- Born: 21 October 1941 Wimbledon, London, England
- Died: 26 July 2022 (aged 80) Lyon, France
- Occupation: Writer
- Writing career
- Subject: Wine
- Website: www.clive-coates.com

= Clive Coates =

British wine writer (1941–2022)

Clive Coates (21 October 1941 – 26 July 2022) was a British wine writer and Master of Wine, best known for his books about the wines of Burgundy.

== Biography ==
Born in Wimbledon, London on 21 October 1941, Coates worked for The Wine Society in Stevenage in the late 1960s and early 1970s. In 1975 he founded the award-winning magazine The Vine, a monthly fine wine journal that ran for 241 issues until ill-health in 2005 forced him to stop. He also wrote a number of classic books about the classic wine regions of France in this time. Despite describing himself as semi retired, he published his latest book, The Wines of Burgundy in March 2008.

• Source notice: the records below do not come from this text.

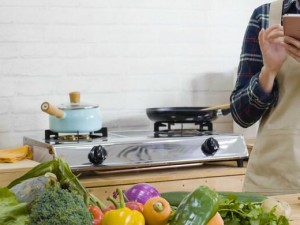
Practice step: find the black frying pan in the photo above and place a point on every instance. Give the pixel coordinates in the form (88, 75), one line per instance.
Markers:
(184, 114)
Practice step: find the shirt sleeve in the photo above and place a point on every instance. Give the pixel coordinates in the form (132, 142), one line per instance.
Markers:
(248, 100)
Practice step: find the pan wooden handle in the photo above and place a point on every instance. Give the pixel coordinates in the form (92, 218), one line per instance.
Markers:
(52, 110)
(224, 106)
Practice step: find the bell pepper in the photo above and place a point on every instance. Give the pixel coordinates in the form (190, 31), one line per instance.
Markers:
(122, 215)
(197, 208)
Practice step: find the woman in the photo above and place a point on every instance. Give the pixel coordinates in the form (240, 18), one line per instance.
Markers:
(268, 89)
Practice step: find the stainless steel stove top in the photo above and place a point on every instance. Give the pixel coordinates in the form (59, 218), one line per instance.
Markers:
(139, 149)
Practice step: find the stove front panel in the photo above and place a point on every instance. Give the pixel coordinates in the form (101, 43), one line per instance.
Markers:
(132, 153)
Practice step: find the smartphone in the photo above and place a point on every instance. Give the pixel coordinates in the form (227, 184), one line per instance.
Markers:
(291, 25)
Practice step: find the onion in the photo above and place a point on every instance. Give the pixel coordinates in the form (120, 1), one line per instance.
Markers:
(140, 192)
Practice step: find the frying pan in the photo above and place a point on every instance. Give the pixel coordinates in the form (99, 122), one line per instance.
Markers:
(186, 114)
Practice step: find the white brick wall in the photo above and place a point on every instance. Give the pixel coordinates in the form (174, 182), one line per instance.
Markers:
(125, 55)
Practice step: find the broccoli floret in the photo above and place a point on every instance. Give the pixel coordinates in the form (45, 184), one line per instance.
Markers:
(58, 206)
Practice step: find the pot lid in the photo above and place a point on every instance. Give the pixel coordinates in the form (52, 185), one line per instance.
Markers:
(75, 103)
(73, 106)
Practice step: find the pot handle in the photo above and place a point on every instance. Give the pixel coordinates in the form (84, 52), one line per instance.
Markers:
(52, 110)
(74, 97)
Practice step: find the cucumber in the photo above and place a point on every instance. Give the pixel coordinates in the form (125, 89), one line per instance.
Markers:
(175, 197)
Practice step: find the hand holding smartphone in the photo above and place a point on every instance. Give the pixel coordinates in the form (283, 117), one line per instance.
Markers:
(291, 25)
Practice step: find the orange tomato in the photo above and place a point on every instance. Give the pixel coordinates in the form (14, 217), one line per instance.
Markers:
(157, 211)
(216, 220)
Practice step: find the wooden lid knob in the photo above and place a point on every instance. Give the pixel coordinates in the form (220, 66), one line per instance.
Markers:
(74, 97)
(52, 110)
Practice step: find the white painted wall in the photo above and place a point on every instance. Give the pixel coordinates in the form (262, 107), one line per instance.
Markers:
(125, 55)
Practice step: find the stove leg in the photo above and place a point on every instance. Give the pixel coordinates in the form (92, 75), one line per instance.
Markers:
(240, 162)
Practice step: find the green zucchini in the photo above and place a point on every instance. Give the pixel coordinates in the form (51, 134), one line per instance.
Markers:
(175, 197)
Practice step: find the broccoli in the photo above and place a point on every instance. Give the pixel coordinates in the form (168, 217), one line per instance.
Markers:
(58, 206)
(29, 189)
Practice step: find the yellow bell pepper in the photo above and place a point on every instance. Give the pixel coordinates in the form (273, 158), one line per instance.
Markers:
(123, 215)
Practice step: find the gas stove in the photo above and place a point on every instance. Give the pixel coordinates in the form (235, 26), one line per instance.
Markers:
(139, 150)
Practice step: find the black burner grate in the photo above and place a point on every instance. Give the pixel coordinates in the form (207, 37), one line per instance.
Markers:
(162, 129)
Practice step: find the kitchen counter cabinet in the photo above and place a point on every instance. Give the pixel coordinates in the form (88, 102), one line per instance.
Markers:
(221, 176)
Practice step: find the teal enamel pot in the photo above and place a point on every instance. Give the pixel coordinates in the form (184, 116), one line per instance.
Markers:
(73, 117)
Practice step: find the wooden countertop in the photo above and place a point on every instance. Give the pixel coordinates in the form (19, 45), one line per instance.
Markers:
(11, 171)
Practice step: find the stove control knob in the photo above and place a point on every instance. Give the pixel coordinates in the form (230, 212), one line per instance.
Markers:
(97, 155)
(210, 146)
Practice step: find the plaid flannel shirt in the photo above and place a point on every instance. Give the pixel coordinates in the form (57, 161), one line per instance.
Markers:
(248, 101)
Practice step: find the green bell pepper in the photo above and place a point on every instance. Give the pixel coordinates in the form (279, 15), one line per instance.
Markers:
(197, 208)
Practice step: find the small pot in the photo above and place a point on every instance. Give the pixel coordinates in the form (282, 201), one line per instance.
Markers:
(74, 117)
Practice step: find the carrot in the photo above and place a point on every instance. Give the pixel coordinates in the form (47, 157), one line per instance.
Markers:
(157, 211)
(216, 220)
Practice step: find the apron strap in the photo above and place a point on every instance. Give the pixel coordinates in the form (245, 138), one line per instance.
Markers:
(275, 12)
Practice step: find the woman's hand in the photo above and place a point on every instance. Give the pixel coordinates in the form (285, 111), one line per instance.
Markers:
(273, 52)
(292, 46)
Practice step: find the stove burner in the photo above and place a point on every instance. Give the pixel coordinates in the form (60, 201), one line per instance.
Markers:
(75, 137)
(205, 128)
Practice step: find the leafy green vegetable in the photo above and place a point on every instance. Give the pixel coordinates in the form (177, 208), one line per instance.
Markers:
(11, 211)
(235, 212)
(58, 206)
(64, 175)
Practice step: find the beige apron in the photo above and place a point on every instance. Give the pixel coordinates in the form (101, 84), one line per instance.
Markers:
(274, 163)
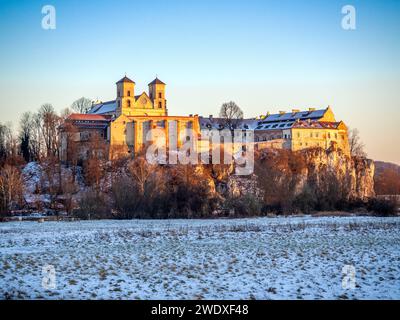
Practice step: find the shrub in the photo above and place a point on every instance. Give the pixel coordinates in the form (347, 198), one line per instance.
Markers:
(383, 207)
(93, 205)
(247, 205)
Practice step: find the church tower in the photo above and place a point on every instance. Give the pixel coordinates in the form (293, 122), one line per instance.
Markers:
(125, 96)
(157, 95)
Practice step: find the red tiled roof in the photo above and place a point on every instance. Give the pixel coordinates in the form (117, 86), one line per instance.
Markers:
(156, 81)
(88, 117)
(316, 124)
(126, 79)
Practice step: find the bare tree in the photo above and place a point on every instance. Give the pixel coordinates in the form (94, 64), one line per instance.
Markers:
(25, 135)
(81, 105)
(49, 126)
(355, 143)
(141, 171)
(10, 187)
(231, 114)
(8, 144)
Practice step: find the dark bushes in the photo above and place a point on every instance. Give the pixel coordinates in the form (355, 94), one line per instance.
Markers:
(383, 207)
(93, 205)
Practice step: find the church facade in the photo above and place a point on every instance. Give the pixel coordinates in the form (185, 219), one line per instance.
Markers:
(124, 126)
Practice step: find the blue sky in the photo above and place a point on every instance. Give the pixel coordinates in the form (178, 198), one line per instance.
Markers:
(265, 55)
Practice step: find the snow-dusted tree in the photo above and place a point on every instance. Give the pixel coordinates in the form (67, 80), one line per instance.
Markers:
(49, 122)
(82, 105)
(11, 187)
(231, 114)
(355, 143)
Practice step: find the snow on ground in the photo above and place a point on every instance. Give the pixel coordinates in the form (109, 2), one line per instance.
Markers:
(263, 258)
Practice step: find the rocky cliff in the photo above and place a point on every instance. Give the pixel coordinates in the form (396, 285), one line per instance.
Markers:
(281, 172)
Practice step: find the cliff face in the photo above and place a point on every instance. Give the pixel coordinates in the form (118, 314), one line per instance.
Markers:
(354, 175)
(316, 170)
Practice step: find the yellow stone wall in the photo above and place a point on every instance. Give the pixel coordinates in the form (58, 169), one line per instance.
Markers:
(128, 133)
(303, 138)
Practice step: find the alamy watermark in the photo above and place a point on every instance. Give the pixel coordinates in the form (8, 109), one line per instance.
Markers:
(49, 277)
(349, 19)
(349, 277)
(49, 19)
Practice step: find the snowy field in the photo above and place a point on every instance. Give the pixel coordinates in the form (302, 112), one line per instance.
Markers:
(264, 258)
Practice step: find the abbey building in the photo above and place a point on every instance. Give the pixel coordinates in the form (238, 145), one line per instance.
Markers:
(122, 126)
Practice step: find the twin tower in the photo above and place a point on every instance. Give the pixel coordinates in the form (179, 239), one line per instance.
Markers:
(152, 104)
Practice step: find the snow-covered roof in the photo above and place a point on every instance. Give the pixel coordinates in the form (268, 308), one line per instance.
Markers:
(291, 116)
(104, 108)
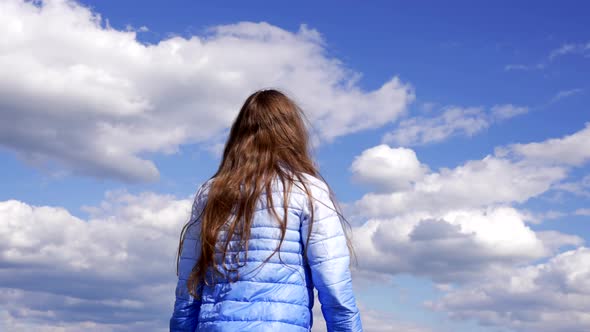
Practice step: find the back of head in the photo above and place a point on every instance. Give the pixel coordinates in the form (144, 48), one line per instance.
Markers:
(268, 141)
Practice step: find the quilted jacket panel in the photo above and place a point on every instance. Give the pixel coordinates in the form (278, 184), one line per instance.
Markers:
(278, 295)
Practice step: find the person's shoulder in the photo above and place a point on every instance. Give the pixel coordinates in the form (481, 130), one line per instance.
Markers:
(316, 183)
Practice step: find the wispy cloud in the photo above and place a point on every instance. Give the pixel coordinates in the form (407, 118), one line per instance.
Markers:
(453, 121)
(565, 49)
(566, 93)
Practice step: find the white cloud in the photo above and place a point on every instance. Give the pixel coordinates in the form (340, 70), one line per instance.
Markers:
(570, 150)
(372, 320)
(94, 100)
(388, 169)
(453, 121)
(458, 246)
(570, 48)
(457, 227)
(114, 271)
(501, 112)
(551, 296)
(565, 93)
(467, 185)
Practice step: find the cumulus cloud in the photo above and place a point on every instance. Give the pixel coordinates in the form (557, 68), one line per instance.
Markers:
(570, 150)
(94, 100)
(388, 169)
(373, 320)
(114, 271)
(458, 246)
(458, 228)
(476, 183)
(453, 121)
(551, 296)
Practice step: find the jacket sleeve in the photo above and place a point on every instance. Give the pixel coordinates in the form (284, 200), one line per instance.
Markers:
(186, 307)
(328, 259)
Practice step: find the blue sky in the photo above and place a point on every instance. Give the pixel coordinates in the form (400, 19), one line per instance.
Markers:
(115, 124)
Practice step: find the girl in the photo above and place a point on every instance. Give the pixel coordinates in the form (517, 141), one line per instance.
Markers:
(264, 232)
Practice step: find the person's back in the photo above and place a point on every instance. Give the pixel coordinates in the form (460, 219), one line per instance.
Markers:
(270, 286)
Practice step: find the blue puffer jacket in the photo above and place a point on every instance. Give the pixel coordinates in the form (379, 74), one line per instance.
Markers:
(274, 297)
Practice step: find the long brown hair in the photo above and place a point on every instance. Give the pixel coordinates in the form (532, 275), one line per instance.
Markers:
(268, 139)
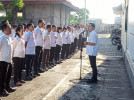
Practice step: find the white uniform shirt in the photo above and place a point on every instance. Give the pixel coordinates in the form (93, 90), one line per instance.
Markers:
(1, 32)
(18, 47)
(75, 33)
(64, 38)
(12, 35)
(29, 38)
(53, 39)
(93, 38)
(78, 33)
(5, 48)
(68, 37)
(58, 39)
(71, 37)
(46, 39)
(38, 37)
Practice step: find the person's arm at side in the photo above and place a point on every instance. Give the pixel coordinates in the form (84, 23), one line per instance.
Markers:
(26, 39)
(92, 41)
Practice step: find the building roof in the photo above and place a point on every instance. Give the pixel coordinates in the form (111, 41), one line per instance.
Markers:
(64, 2)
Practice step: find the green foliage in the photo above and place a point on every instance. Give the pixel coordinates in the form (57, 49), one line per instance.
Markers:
(1, 6)
(15, 5)
(20, 19)
(79, 16)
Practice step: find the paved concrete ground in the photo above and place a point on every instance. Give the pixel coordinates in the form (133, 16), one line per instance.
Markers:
(62, 81)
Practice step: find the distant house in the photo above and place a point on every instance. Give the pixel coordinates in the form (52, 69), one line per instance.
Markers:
(53, 11)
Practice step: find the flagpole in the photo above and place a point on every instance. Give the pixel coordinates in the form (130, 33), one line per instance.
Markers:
(85, 14)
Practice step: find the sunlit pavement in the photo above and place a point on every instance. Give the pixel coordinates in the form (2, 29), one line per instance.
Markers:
(62, 82)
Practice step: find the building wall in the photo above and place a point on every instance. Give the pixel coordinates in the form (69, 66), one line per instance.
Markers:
(52, 13)
(128, 38)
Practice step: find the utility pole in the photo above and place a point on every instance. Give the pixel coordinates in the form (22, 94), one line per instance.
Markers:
(85, 14)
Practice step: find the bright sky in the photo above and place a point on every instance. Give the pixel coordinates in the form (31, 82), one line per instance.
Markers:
(99, 8)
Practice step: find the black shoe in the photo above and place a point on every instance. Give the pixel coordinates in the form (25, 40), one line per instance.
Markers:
(10, 90)
(29, 78)
(37, 74)
(41, 71)
(4, 93)
(92, 81)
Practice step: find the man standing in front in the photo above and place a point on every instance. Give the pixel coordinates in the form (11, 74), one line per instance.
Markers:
(91, 50)
(38, 49)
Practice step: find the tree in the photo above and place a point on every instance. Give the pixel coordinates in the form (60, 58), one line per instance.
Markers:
(15, 7)
(79, 17)
(1, 6)
(11, 13)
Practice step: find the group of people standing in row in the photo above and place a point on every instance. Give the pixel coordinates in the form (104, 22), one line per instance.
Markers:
(29, 47)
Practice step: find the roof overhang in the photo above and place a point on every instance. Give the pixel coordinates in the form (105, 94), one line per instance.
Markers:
(66, 3)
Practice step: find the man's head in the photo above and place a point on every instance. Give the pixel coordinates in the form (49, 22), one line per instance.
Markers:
(30, 27)
(15, 27)
(6, 28)
(91, 27)
(64, 29)
(49, 28)
(53, 28)
(41, 23)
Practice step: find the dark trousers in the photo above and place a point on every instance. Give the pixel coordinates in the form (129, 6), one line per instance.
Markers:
(68, 50)
(93, 66)
(18, 64)
(46, 56)
(57, 53)
(52, 53)
(5, 75)
(75, 43)
(72, 47)
(63, 51)
(29, 64)
(38, 58)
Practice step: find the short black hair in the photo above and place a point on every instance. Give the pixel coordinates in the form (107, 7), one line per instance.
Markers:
(15, 26)
(48, 26)
(4, 22)
(28, 25)
(59, 28)
(92, 24)
(40, 20)
(18, 29)
(53, 26)
(4, 26)
(64, 28)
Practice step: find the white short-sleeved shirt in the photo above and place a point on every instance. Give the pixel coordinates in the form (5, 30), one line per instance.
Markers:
(68, 37)
(53, 39)
(47, 40)
(58, 39)
(75, 33)
(1, 32)
(78, 33)
(38, 37)
(29, 38)
(18, 47)
(64, 39)
(71, 37)
(93, 38)
(12, 35)
(5, 48)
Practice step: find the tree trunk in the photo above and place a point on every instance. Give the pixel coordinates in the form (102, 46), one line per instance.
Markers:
(14, 17)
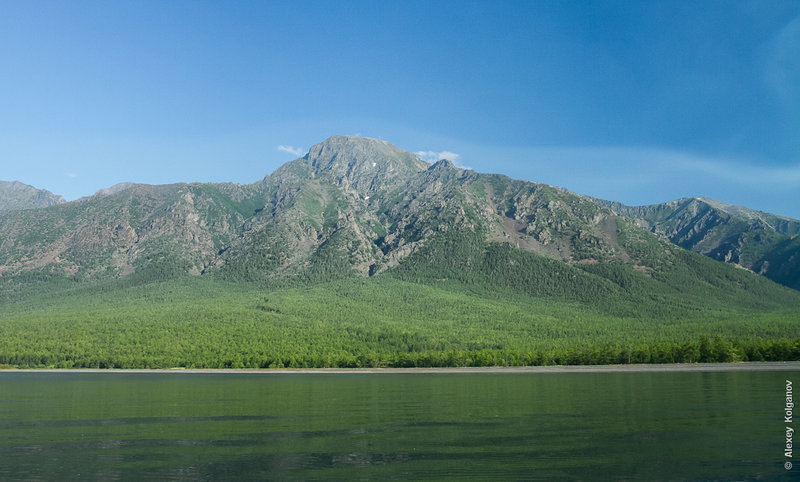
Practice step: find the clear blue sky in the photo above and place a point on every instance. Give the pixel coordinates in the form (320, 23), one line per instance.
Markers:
(635, 101)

Coates lived in Saint-Bonnet-de-Vieille-Vigne, between the Côte Chalonnaise and the Mâconnais. He died after a long illness at a hospital in Lyon, on 26 July 2022, at the age of 80.

== Bibliography ==
He is best known for Côte d'Or: A Celebration of the Great Wines of Burgundy, a survey of the most famous wine-producing region of Burgundy covering more than 1000 pages, published in 1997. It includes technical information about the vineyards of the Côte-d'Or, details about wine making techniques employed by hundreds of different producers and wine ratings of thousands of wines. The new book from 2008 is effectively a revision of this one, but expanded to include all major wine districts of Burgundy, and without the in-depth profile of a selected number of producers in the 1997 book.

Other recent books include The Wines of Bordeaux (2004) and The Great Wines of France (2005).